Tate looks at the bigger picture with Net launch

The Tate launches its Website on Thursday this week, designed by Web design company the Hub, with hopes that the site will help boost visitor and commercial revenues across the gallery’s three UK sites.

Damien Whitmore, director of communication for the Tate, describes the gallery’s investment in the site as “the most effective

way of developing an overseas market” for the Tate’s collection and exhibitions.

The gallery has set itself an ambitious target of doubling visitor numbers to more than 2 million a year across its venues over the next few years – with overseas visitors seen as a major contributor to that growth.

The young age skew of Tate visitors, plus the high rate of Internet access among this target market of international travellers and visitors, makes the Internet an ideal tool for the Tate to sell itself abroad, says Whitmore.

“The Web is going to be an important part of our marketing mix,” he says. “We can reach a new market, and we can encourage people to come and see us in the comfort of their own home. We want people to use the site as a sampling tool before they visit us. But we also hope it will be used for generating revenue through mail order from our shop, and to build support though our membership schemes.”

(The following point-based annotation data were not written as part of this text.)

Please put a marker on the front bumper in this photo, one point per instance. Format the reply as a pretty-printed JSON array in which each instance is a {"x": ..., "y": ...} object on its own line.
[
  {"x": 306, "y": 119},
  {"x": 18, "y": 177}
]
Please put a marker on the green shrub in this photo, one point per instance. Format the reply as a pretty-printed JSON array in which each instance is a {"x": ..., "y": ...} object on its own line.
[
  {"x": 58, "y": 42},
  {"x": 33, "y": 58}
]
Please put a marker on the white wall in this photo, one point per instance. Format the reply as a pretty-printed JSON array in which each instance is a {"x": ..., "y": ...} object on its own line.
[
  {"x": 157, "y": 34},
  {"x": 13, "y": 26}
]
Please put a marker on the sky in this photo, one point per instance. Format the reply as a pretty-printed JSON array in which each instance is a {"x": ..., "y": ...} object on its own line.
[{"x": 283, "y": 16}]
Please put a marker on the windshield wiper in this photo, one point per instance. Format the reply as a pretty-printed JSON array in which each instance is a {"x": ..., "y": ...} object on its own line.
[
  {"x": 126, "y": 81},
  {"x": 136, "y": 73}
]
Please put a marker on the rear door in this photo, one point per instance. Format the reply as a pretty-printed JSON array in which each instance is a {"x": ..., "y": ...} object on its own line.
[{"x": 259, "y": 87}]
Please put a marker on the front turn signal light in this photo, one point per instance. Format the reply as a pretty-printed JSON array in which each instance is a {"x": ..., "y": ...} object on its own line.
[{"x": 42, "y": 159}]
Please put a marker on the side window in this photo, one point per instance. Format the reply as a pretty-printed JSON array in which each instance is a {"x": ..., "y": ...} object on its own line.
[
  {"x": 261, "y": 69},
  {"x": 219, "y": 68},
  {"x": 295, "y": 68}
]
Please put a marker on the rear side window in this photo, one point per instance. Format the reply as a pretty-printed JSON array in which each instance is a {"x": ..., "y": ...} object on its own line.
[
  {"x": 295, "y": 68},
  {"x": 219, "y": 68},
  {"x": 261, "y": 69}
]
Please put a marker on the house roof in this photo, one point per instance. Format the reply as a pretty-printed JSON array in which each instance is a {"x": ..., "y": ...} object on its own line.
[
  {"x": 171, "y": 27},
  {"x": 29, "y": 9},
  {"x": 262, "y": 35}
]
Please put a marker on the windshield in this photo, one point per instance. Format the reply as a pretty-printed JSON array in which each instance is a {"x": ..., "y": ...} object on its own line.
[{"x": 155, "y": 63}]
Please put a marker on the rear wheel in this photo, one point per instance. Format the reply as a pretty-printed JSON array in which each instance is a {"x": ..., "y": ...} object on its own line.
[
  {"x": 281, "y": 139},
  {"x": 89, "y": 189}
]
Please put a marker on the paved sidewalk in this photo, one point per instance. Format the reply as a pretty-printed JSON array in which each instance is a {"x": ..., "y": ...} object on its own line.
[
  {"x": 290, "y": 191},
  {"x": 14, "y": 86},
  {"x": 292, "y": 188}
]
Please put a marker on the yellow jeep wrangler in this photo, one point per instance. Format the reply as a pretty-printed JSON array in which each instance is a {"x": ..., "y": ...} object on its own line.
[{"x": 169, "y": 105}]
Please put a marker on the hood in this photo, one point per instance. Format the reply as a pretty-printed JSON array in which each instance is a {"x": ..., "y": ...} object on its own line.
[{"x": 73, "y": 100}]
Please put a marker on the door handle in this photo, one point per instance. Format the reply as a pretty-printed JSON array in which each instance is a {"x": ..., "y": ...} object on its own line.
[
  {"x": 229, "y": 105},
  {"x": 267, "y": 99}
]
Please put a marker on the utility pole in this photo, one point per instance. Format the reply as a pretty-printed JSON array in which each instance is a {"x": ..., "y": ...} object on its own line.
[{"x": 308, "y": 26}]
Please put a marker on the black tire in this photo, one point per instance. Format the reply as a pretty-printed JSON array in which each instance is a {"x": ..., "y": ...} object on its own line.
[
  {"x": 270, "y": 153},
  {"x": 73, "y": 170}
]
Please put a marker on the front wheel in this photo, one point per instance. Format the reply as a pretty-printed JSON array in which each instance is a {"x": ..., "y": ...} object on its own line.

Many hundreds of British and American museums and galleries have already developed Websites. Their connections with academia, one of major driving forces behind widespread exploitation of the Web, means institutions such as the Victoria & Albert and National Gallery have been able to exploit in-house resources in establishing homepages covering their activities.

But few sites go beyond offering a basic service of listing opening hours, transport deals and a couple of perfunctory illustrations of exhibits. The Victoria & Albert Museum, for example, was last updated in December 1996 and designed by in-house staff – although a new site is now being built.

Whitmore points to US galleries such as the Art Institute of Chicago and the Museum of Modern Art in New York as establishing a benchmark for other galleries to meet in exploiting the Internet.

British Web design company Hub Communications has developed the Tate site. A key feature will be an online catalogue of the Tate Collection, with a complete listing of 25,000 works, displaying thousands of images. The catalogue “reflects the Tate’s commitment to free access for a wide audience”, says Whitmore. But how does this square with Whitmore’s avowed intention of exploiting the Web to meet the Tate’s commercial objectives?

“We’re not profit centred – entrance to the bulk of our gallery is free,” he says. “But we are commercial. Our existing business plan is aiming to achieve a doubling of visitor numbers to over 2 million a year across our sites in the coming years.”

More visitors makes it easier to attract commercial sponsorship and secure prestigious paid-for exhibitions, he adds. It also helps leverage more revenue from shops, cafés and the promotion of other commercial activities such as membership schemes.

“And the more we earn, the more justification we have for applying for grants and other forms of support,” says Whitmore.